After centuries as a pawn in various Southeast Asian power games, Sabah was neatly carved up by enterprising British business in the late 19th century, when it was known as North Borneo and administered by the British North Borneo Company. After WWII Sabah and Sarawak were handed over to the British government, and both decided to merge with the peninsular states to form the new nation of Malaysia in 1963.
However, Sabah’s natural wealth attracted other prospectors and its existence as a state was disputed by two powerful neighbours – Indonesia and the Philippines. There are still close cultural ties between the people of Sabah and the Filipinos of the nearby Sulu Archipelago and Mindanao, through not always manifested positively: several small islands to the north of Sabah are disputed by the Philippines, there’s a busy smuggling trade, Muslim rebels often retreat down towards Sabah when pursued by government forces, and pirates based in the Sulu Sea continue to raid parts of Sabah’s coast.
After independence, Sabah was governed for a time by Tun Mustapha, who ran the state almost as a private fiefdom and was often at odds with the federal government in Kuala Lumpur (KL). Even when the Parti Bersatu Sabah (PBS; Sabah United Party, controlled by the Kadazan indigenous group) came to power in 1985 and joined Barisan National (BN), Malaysia’s ruling coalition party, tensions with the federal government were rife. In 1990 the PBS pulled out of the alliance with BN just days before the general election. The PBS claimed that the federal government was not equitably returning the wealth that the state generated, and in 1993 it banned the export of logs from Sabah, largely to reinforce this point. The federal government used its powers to overturn the ban, and despite ongoing discussions, to this day nothing has changed – only a small percent of revenue trickles back into state coffers.
As a result of this imbalance and its bad relations with the federal government, Sabah is the poorest of Malaysia’s states, with an unemployment rate twice the national average (which is around 3.5%). Although the state is rich in natural resources, 16% of the population lives below the poverty line. Part of the problem is a bizarre rotation system that forces a change of political administration every two years.
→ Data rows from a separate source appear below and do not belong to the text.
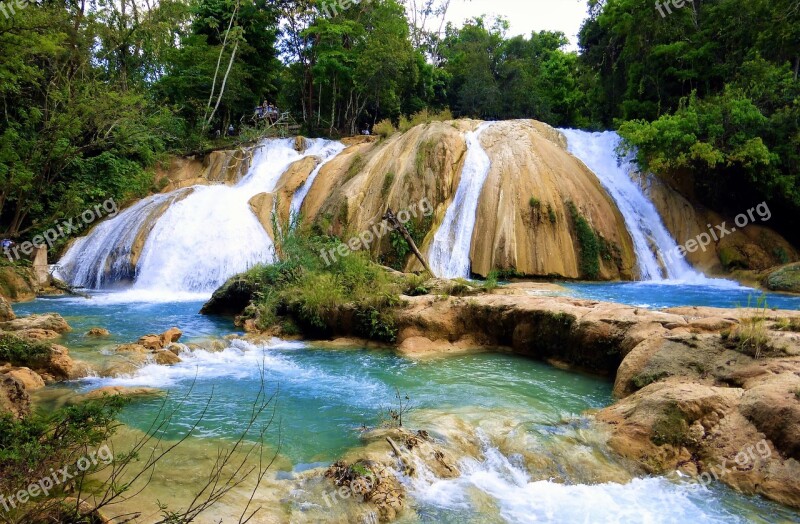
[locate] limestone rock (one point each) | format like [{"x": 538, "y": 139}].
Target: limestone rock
[
  {"x": 151, "y": 342},
  {"x": 787, "y": 278},
  {"x": 29, "y": 379},
  {"x": 164, "y": 357},
  {"x": 6, "y": 311},
  {"x": 13, "y": 397},
  {"x": 169, "y": 336}
]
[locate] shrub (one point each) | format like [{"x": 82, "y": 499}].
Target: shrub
[
  {"x": 303, "y": 288},
  {"x": 751, "y": 335},
  {"x": 671, "y": 428},
  {"x": 19, "y": 352},
  {"x": 551, "y": 214},
  {"x": 589, "y": 243},
  {"x": 388, "y": 179},
  {"x": 384, "y": 128}
]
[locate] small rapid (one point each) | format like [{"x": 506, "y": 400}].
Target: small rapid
[
  {"x": 448, "y": 255},
  {"x": 656, "y": 251},
  {"x": 197, "y": 242}
]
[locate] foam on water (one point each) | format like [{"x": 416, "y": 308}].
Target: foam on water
[
  {"x": 198, "y": 242},
  {"x": 520, "y": 500},
  {"x": 326, "y": 155},
  {"x": 448, "y": 255},
  {"x": 656, "y": 251}
]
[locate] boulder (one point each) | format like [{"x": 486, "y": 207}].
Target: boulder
[
  {"x": 151, "y": 342},
  {"x": 6, "y": 311},
  {"x": 164, "y": 357},
  {"x": 786, "y": 278},
  {"x": 29, "y": 379},
  {"x": 132, "y": 348},
  {"x": 169, "y": 336},
  {"x": 47, "y": 321},
  {"x": 13, "y": 397}
]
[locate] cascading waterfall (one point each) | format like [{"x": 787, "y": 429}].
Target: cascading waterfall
[
  {"x": 327, "y": 154},
  {"x": 200, "y": 240},
  {"x": 104, "y": 257},
  {"x": 656, "y": 250},
  {"x": 448, "y": 255}
]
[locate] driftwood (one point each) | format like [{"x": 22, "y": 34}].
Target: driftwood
[{"x": 395, "y": 224}]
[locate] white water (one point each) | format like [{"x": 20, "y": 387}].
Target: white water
[
  {"x": 103, "y": 257},
  {"x": 656, "y": 251},
  {"x": 327, "y": 154},
  {"x": 448, "y": 255},
  {"x": 199, "y": 241},
  {"x": 518, "y": 499}
]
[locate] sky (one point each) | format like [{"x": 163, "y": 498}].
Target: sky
[{"x": 526, "y": 15}]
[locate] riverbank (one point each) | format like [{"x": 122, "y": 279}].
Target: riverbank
[{"x": 695, "y": 385}]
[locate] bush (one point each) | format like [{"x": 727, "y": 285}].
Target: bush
[
  {"x": 310, "y": 291},
  {"x": 384, "y": 128},
  {"x": 19, "y": 352},
  {"x": 590, "y": 245}
]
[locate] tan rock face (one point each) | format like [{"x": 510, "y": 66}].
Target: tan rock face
[
  {"x": 6, "y": 311},
  {"x": 13, "y": 397},
  {"x": 528, "y": 160},
  {"x": 226, "y": 167},
  {"x": 47, "y": 321},
  {"x": 263, "y": 204},
  {"x": 29, "y": 379},
  {"x": 753, "y": 247}
]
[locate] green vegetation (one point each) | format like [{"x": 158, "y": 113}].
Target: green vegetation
[
  {"x": 751, "y": 335},
  {"x": 786, "y": 324},
  {"x": 645, "y": 379},
  {"x": 97, "y": 95},
  {"x": 302, "y": 288},
  {"x": 551, "y": 214},
  {"x": 589, "y": 242},
  {"x": 711, "y": 91},
  {"x": 384, "y": 128},
  {"x": 19, "y": 352},
  {"x": 388, "y": 179},
  {"x": 671, "y": 428}
]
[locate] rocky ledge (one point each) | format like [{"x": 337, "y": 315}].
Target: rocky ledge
[{"x": 714, "y": 393}]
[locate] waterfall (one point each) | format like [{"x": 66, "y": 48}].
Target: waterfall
[
  {"x": 198, "y": 242},
  {"x": 328, "y": 153},
  {"x": 656, "y": 250},
  {"x": 448, "y": 255},
  {"x": 104, "y": 257}
]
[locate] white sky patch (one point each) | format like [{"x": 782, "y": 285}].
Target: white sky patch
[{"x": 526, "y": 16}]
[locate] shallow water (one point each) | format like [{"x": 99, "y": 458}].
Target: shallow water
[
  {"x": 537, "y": 456},
  {"x": 666, "y": 294}
]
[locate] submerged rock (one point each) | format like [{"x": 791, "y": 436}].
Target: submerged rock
[
  {"x": 786, "y": 278},
  {"x": 122, "y": 391}
]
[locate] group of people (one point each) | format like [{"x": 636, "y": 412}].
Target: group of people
[{"x": 267, "y": 111}]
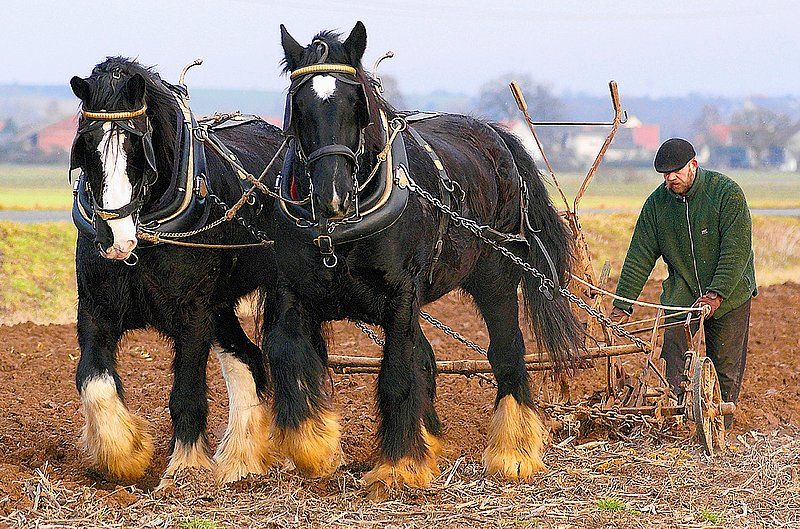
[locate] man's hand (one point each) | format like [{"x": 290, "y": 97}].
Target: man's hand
[
  {"x": 619, "y": 316},
  {"x": 712, "y": 300}
]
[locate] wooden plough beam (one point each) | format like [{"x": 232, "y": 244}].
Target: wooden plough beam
[{"x": 533, "y": 362}]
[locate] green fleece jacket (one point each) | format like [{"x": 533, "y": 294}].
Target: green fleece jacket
[{"x": 705, "y": 239}]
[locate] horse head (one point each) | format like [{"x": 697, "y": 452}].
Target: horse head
[
  {"x": 114, "y": 148},
  {"x": 328, "y": 112}
]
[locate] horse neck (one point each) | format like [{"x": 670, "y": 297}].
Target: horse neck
[{"x": 166, "y": 145}]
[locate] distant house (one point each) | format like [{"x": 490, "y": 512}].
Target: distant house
[
  {"x": 634, "y": 144},
  {"x": 56, "y": 137}
]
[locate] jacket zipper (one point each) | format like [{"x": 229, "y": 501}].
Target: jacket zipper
[{"x": 691, "y": 245}]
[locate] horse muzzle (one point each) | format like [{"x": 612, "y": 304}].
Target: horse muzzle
[{"x": 119, "y": 251}]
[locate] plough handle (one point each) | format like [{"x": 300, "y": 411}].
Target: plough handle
[
  {"x": 515, "y": 89},
  {"x": 612, "y": 85}
]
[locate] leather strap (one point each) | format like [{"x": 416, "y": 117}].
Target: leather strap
[{"x": 445, "y": 190}]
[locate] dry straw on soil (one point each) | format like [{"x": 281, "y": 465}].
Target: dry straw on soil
[{"x": 595, "y": 484}]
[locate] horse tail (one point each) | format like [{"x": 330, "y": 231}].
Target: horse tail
[{"x": 555, "y": 326}]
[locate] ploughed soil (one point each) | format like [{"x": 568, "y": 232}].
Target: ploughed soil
[{"x": 40, "y": 418}]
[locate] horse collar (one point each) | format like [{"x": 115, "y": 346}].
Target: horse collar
[{"x": 183, "y": 206}]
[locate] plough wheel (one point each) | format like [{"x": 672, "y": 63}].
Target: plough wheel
[{"x": 707, "y": 406}]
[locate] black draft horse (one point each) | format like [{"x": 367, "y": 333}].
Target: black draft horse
[
  {"x": 383, "y": 279},
  {"x": 131, "y": 138}
]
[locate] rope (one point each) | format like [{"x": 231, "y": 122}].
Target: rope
[
  {"x": 633, "y": 301},
  {"x": 156, "y": 239}
]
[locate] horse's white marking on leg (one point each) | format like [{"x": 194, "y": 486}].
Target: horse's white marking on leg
[
  {"x": 324, "y": 86},
  {"x": 116, "y": 441},
  {"x": 117, "y": 188},
  {"x": 246, "y": 447}
]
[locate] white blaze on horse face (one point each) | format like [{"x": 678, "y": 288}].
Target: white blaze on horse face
[
  {"x": 324, "y": 86},
  {"x": 117, "y": 188}
]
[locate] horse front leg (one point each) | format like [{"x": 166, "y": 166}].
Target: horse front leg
[
  {"x": 407, "y": 449},
  {"x": 117, "y": 442},
  {"x": 188, "y": 404},
  {"x": 247, "y": 447},
  {"x": 306, "y": 429}
]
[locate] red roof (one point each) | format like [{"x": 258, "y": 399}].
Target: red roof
[{"x": 646, "y": 136}]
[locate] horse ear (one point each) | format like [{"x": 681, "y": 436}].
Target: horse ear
[
  {"x": 292, "y": 50},
  {"x": 134, "y": 88},
  {"x": 356, "y": 43},
  {"x": 81, "y": 88}
]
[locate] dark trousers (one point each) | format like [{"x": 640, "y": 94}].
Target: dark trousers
[{"x": 726, "y": 346}]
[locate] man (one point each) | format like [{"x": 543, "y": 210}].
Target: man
[{"x": 699, "y": 223}]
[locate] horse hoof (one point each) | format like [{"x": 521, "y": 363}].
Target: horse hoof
[
  {"x": 116, "y": 441},
  {"x": 407, "y": 472},
  {"x": 516, "y": 441},
  {"x": 193, "y": 455},
  {"x": 165, "y": 488},
  {"x": 246, "y": 447},
  {"x": 314, "y": 446}
]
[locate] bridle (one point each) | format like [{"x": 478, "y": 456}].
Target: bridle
[
  {"x": 345, "y": 74},
  {"x": 383, "y": 203},
  {"x": 122, "y": 120}
]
To compound the economic difficulties, Sabah has experienced an extraordinary population boom over the last couple of decades – in 1970 the total number of inhabitants was under 650,000, whereas now it’s nearing 3.5 million. The government attributes this to illegal immigrants, claiming that there are around 1.5 million foreigners in the state, but whatever the truth, a solution will need to be found in the next few years for Sabah’s stretched resources.